Les étapes du dossier de succession
L’ouverture du dossier : contactez le notaire dans les jours qui suivent le décès
Vous munir d’un extrait d’acte de décès, du livret de famille, des relevés d’identité bancaire ou postale du défunt, des titres de propriétés et tout document qui peut vous sembler nécessaire à l’ouverture du dossier.
Contactez le notaire, car il peut être détenteur d’un testament et, en tous les cas, il interroge le fichier central des dernières volontés ; il analyse et explique les effets d’une donation entre époux ; il conseille le conjoint survivant sur le choix de l’option.
Le notaire est compétent pour étudier les donations qui ont pu être consenties par le défunt en vue du calcul de la réserve héréditaire, de la quotité disponible et celui des reprises et récompenses.
La plupart du temps, le notaire sera en mesure de rédiger rapidement et de vous faire signer l’acte de notoriété. Il vous délivrera alors des certificats d’hérédité destinés à attester votre qualité héréditaire. (Ex : requis pour un remboursement de frais d’obsèques.)

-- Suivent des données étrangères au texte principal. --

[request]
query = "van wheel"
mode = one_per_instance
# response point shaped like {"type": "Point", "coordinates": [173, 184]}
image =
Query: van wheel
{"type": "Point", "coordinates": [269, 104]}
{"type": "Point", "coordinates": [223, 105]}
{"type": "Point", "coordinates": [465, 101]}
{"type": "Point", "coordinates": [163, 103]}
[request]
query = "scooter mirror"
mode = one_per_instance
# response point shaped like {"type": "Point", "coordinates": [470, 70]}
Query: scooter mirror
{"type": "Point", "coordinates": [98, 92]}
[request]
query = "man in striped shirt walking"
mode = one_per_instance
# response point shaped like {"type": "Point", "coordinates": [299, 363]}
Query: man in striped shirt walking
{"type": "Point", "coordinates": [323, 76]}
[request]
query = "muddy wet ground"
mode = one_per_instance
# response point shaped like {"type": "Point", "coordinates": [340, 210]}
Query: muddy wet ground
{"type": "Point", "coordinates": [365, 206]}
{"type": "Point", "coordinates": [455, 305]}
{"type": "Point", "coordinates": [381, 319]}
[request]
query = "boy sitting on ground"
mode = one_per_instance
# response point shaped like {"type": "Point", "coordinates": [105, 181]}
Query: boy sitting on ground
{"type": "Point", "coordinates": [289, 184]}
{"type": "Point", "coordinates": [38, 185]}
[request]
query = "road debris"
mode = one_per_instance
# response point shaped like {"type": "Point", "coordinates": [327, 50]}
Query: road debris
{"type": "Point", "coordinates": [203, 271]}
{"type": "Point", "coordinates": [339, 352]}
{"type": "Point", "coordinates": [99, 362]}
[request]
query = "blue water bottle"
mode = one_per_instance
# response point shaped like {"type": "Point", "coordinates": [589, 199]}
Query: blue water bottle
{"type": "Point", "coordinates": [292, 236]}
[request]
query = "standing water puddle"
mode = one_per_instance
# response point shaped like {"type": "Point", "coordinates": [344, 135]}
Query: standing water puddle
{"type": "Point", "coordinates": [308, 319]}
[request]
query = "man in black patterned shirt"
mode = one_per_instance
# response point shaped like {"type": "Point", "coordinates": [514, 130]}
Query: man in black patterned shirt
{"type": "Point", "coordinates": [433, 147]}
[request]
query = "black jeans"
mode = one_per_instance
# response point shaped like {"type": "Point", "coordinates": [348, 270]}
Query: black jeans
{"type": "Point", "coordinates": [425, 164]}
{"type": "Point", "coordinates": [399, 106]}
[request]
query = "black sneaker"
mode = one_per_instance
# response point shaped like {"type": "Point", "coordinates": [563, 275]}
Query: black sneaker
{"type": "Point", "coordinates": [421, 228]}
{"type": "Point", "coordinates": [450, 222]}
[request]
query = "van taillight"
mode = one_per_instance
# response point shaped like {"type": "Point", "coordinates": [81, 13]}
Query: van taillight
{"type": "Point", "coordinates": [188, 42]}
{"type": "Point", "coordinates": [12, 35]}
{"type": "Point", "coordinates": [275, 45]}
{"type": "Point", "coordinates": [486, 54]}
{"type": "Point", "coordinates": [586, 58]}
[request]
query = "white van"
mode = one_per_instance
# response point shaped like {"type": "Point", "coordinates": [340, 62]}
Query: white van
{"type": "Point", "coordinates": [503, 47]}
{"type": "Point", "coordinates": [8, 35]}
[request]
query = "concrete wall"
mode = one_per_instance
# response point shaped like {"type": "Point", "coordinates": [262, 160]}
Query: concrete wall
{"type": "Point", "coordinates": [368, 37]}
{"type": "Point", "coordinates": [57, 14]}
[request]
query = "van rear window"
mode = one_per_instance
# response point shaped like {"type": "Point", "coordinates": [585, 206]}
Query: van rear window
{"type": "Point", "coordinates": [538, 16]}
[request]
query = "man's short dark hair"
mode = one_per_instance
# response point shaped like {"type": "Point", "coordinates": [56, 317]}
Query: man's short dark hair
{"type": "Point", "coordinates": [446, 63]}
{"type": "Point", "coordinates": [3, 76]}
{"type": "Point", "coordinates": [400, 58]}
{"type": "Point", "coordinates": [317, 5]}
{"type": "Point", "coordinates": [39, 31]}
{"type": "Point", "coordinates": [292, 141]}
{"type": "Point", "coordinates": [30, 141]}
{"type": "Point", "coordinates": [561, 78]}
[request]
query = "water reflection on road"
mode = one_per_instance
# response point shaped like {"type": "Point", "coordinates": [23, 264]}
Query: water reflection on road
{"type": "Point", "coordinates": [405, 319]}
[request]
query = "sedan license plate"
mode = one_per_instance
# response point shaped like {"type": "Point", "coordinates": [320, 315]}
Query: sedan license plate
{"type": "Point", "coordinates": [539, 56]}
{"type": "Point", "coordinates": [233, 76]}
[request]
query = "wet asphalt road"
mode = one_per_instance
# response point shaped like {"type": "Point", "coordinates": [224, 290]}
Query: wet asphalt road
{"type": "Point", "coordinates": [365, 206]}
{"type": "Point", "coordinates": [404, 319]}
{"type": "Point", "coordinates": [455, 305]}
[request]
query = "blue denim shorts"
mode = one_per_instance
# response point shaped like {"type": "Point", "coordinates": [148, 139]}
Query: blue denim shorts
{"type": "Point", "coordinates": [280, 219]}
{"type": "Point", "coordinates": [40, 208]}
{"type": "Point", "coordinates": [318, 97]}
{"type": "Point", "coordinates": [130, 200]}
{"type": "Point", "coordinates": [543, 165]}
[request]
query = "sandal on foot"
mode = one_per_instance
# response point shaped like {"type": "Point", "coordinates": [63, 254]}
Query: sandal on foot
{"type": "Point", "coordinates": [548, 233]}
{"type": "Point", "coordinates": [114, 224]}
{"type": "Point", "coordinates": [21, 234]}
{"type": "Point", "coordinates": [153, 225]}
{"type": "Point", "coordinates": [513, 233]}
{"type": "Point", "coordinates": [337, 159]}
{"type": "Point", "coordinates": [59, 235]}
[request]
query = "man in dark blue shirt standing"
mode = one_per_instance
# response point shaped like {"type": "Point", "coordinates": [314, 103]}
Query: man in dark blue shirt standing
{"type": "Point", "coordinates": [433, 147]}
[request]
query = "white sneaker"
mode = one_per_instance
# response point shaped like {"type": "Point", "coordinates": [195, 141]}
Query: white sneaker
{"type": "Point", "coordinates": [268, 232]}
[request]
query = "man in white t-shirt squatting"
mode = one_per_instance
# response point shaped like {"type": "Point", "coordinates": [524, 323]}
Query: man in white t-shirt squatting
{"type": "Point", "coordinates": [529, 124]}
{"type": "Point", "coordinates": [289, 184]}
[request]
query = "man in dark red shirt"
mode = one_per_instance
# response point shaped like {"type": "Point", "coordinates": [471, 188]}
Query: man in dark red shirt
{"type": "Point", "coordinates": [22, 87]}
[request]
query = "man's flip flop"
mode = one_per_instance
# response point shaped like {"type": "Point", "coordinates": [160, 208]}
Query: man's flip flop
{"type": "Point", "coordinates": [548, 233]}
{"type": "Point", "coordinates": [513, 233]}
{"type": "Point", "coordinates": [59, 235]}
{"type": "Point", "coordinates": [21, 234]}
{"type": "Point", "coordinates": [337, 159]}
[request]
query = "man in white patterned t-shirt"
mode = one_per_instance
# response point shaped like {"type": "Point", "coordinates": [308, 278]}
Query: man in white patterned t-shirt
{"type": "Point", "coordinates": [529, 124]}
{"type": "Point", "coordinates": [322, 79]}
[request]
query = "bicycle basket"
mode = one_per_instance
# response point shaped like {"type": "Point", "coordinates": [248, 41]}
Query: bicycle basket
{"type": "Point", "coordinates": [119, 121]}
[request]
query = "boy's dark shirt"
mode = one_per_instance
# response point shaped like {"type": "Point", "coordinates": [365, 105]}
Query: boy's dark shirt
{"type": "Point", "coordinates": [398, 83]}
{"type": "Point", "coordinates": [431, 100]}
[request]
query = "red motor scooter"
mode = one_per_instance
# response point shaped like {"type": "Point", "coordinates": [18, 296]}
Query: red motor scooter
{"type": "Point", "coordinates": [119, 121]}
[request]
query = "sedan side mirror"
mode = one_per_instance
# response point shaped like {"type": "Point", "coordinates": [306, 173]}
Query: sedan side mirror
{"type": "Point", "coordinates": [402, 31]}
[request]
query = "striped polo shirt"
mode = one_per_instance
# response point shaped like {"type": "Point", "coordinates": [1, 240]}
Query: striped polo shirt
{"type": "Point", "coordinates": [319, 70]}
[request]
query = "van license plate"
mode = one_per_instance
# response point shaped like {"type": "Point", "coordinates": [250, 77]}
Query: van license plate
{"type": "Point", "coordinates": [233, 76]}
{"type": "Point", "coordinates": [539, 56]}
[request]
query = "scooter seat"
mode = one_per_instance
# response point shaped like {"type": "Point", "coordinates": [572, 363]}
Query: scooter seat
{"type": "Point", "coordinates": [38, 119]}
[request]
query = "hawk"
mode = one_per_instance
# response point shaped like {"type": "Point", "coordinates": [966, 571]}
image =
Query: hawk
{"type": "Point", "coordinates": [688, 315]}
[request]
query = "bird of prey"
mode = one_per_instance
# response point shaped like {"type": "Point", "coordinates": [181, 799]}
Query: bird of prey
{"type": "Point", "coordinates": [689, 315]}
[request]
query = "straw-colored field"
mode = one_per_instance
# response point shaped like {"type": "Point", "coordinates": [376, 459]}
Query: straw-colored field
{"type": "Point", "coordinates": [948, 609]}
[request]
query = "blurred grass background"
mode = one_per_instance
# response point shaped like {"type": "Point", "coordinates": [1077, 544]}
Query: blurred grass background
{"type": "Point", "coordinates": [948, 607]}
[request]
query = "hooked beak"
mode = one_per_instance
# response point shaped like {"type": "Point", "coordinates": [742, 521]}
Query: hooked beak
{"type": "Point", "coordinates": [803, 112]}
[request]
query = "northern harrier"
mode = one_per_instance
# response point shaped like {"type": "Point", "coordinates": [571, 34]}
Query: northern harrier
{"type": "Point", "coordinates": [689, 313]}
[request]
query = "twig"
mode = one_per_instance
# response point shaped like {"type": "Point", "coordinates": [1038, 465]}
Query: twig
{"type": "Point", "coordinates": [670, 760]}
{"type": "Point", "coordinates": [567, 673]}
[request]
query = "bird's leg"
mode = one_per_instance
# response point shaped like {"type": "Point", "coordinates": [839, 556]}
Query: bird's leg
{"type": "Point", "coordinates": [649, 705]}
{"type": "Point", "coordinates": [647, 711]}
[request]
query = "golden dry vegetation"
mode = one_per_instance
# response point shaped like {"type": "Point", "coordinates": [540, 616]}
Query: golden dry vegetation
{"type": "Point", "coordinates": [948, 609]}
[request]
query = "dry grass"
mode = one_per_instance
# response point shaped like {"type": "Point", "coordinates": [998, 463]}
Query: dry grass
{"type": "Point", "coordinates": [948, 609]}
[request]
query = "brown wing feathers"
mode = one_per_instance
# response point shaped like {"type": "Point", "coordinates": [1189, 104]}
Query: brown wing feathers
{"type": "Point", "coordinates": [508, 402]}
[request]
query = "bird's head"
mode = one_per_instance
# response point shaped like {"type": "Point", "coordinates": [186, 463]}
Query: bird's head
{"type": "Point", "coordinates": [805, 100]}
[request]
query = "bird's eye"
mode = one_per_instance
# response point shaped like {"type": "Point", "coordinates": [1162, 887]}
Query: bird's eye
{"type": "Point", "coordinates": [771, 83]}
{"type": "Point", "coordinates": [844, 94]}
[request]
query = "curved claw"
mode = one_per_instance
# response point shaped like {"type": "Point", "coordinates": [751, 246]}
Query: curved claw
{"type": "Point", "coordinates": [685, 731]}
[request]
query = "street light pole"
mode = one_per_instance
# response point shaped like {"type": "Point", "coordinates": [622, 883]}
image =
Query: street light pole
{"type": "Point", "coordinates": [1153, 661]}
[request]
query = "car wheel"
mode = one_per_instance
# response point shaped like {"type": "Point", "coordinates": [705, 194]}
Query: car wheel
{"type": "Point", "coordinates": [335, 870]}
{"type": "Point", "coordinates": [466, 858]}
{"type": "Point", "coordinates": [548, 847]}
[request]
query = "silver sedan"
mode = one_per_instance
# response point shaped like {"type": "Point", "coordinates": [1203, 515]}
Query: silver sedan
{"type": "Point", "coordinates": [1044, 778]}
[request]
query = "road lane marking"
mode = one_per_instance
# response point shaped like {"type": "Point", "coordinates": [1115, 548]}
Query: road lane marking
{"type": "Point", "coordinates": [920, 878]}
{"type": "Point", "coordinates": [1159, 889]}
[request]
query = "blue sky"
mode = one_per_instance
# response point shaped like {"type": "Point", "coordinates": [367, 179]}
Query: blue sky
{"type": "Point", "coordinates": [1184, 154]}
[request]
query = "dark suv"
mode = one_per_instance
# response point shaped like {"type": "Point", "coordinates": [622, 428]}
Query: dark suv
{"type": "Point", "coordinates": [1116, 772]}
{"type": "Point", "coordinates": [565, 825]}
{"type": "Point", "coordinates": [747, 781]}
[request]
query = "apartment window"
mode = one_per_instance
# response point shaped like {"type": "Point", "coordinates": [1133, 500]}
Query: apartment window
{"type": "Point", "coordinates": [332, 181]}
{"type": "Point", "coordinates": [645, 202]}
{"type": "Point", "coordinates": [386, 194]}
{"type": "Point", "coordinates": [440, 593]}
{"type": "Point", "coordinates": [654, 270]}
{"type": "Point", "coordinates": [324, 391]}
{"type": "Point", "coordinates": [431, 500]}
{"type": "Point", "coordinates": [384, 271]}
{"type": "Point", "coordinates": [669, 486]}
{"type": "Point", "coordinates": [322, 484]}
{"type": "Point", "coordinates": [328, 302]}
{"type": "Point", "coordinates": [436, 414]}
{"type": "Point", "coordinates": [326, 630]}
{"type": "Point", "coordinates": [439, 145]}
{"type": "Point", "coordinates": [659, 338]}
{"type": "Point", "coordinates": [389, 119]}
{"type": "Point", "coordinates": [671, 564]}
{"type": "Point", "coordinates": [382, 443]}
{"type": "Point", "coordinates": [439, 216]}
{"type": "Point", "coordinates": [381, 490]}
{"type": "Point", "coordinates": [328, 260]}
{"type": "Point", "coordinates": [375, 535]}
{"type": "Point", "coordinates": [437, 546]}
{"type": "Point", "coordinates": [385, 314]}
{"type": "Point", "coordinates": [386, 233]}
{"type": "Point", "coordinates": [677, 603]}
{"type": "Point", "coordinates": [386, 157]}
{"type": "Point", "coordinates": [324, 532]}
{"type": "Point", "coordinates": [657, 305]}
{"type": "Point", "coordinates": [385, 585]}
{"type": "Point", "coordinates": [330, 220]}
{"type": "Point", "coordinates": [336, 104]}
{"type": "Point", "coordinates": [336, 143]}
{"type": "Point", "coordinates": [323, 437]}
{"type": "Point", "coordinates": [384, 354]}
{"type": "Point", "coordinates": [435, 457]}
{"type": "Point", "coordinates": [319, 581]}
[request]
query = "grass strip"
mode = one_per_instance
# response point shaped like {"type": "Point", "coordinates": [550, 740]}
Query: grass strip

L’évaluation des biens par le notaire
- L’immeuble : terrain, appartement, maison. On retient la valeur vénale réelle au jour du décès. Une exception un abattement de 20% peut être appliqué sur la valeur de la résidence principale.
- Le fons de commerce : il est effectué une évaluation distincte des éléments incorporels du fonds, du matériel servant à l’exploitation et des marchandises en stock.
- Les meubles meublants et objets mobiliers : trois possibilités d’évaluation :
a. Le prix net obtenu par vente publique au plus tard dans les deux ans du décès ;
b. L’estimation contenue dans un inventaire clôturé au plus tard dans les ans du décès ;
c. Un forfait de 5% de l’actif brut successoral.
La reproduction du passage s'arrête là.